With much straining of his thin, stiff legs he got up and as he did so I noticed that his coat and trousers were home-made—cut, oh! most amazingly—and out of some old, faded wine colored cloth to begin with, probably worn years before by someone else. It made me think of all the old people I had known in my time, scrimping along on little or nothing, and of the thousands and thousands perhaps in every land for whom life is so hard, so meagre! If an artist takes a special case in hand and depicts it, one weeps, but no scheme has been devised to relieve the intense pressure on the many; and we forget so easily. I most of all. If I were a god, I have often said to myself, I would try to leaven the whole thing a little more evenly—but would I? Perhaps if I were a god I would see a reason for things as they are—a strangeness, a beauty, a requital not present to these mortal eyes.

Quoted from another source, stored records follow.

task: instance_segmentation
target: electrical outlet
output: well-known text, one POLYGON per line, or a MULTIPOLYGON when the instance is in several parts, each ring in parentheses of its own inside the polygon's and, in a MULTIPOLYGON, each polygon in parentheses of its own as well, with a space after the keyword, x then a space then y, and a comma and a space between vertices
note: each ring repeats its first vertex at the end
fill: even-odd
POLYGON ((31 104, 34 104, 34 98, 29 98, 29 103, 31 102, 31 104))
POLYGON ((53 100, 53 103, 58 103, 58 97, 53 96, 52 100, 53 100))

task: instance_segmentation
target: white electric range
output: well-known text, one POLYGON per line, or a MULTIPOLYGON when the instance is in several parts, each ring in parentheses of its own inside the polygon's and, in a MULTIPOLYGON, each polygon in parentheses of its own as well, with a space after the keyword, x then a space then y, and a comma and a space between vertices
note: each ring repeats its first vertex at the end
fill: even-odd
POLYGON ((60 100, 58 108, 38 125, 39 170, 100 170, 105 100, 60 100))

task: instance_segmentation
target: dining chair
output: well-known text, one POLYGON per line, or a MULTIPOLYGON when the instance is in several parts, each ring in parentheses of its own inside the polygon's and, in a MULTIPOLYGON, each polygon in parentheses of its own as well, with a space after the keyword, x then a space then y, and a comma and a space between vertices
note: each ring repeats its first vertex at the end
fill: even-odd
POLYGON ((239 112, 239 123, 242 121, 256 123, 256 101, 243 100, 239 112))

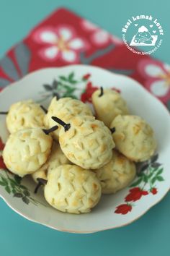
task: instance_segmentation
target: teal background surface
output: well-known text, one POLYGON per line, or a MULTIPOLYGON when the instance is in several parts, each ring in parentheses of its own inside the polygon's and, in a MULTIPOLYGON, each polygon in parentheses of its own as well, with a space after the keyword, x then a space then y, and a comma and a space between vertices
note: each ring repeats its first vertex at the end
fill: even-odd
MULTIPOLYGON (((55 9, 65 7, 121 37, 132 15, 152 14, 164 29, 153 55, 170 63, 170 1, 113 0, 1 0, 0 57, 55 9)), ((170 255, 170 193, 139 220, 92 234, 62 233, 30 222, 0 199, 0 256, 170 255)))

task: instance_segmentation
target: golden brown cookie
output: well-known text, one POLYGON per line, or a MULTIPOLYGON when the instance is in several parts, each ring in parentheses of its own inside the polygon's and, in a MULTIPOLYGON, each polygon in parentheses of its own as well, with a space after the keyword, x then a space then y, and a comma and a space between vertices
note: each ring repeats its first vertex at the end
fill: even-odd
POLYGON ((116 148, 135 162, 149 159, 155 153, 156 142, 152 128, 138 116, 117 116, 110 124, 116 148))
POLYGON ((113 150, 111 161, 95 173, 101 182, 102 194, 112 194, 128 186, 136 170, 133 162, 113 150))
POLYGON ((49 174, 45 197, 55 208, 70 213, 89 213, 99 202, 101 185, 94 172, 61 165, 49 174))

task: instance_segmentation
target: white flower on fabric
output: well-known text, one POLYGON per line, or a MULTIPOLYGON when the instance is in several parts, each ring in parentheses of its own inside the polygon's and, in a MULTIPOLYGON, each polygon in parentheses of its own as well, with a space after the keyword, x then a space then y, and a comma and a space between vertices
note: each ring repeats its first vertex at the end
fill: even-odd
POLYGON ((69 63, 79 61, 79 54, 86 48, 85 41, 75 35, 68 26, 42 27, 33 35, 34 40, 45 45, 38 53, 45 61, 54 61, 58 59, 69 63))

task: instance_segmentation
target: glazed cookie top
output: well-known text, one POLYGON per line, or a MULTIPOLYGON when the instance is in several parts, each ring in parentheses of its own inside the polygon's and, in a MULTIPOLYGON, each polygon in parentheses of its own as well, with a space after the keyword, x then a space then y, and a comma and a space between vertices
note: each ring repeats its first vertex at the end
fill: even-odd
POLYGON ((51 146, 51 137, 40 128, 22 129, 9 137, 3 158, 12 172, 24 176, 37 171, 46 162, 51 146))
POLYGON ((110 124, 116 148, 128 158, 138 162, 149 159, 156 142, 152 128, 138 116, 117 116, 110 124))
POLYGON ((45 113, 40 106, 32 100, 19 101, 11 106, 6 116, 6 126, 10 133, 24 128, 44 126, 45 113))
MULTIPOLYGON (((46 127, 50 128, 56 124, 51 119, 52 116, 58 116, 67 122, 71 118, 77 115, 92 116, 93 114, 89 106, 79 100, 71 98, 63 98, 57 100, 56 97, 54 97, 49 106, 48 114, 45 116, 45 125, 46 127)), ((61 126, 59 125, 58 129, 53 132, 53 136, 56 140, 58 140, 60 129, 61 126)))
POLYGON ((110 130, 94 116, 72 118, 70 129, 59 134, 61 150, 73 163, 87 168, 99 168, 111 159, 115 143, 110 130))
POLYGON ((33 173, 32 176, 35 182, 37 182, 37 178, 48 179, 48 174, 51 171, 61 164, 66 163, 68 164, 71 162, 61 150, 59 143, 53 141, 48 161, 40 169, 33 173))
POLYGON ((113 150, 111 161, 95 170, 103 194, 115 193, 126 187, 135 178, 135 165, 119 152, 113 150))
POLYGON ((101 90, 93 93, 92 103, 97 119, 109 127, 115 116, 128 114, 128 109, 119 93, 111 89, 101 90))
POLYGON ((88 213, 99 202, 101 186, 94 173, 74 165, 61 165, 51 171, 45 187, 46 200, 71 213, 88 213))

These streets of North Manchester were hung with those same triangular banners—red, white, blue, green, pink, orange—which we had seen in the East and which announced the imminence of a local Chautauqua. I do not know much about that organization, but it certainly knows how to advertise in country towns. In the store windows were quite striking pictures of Stromboli, the celebrated band leader, a chrysanthemum haired, thin bodied Italian in a braided white suit, who had been photographed crouching, as though he were about to spring, and with one thin hand raised high in the air holding a bâton. His appearance was that of one who was saying: “One more crash now and I have won all.” And adjoining him in every window was the picture of Madame Adelina Scherzo, the celebrated soprano prima donna “straight from the Metropolitan Opera House, New York,” who was shown photographed with manager and friends on the observation platform of her private car. Madame Scherzo was in black velvet, with bare arms, shoulders and throat, an entrancing sight. She was rather pretty too, and a line under the picture made it clear that she was costing the management "$800.00 a day," a charge which interested me, considering the size of the town and county and the probable audiences which could be got out to see anything.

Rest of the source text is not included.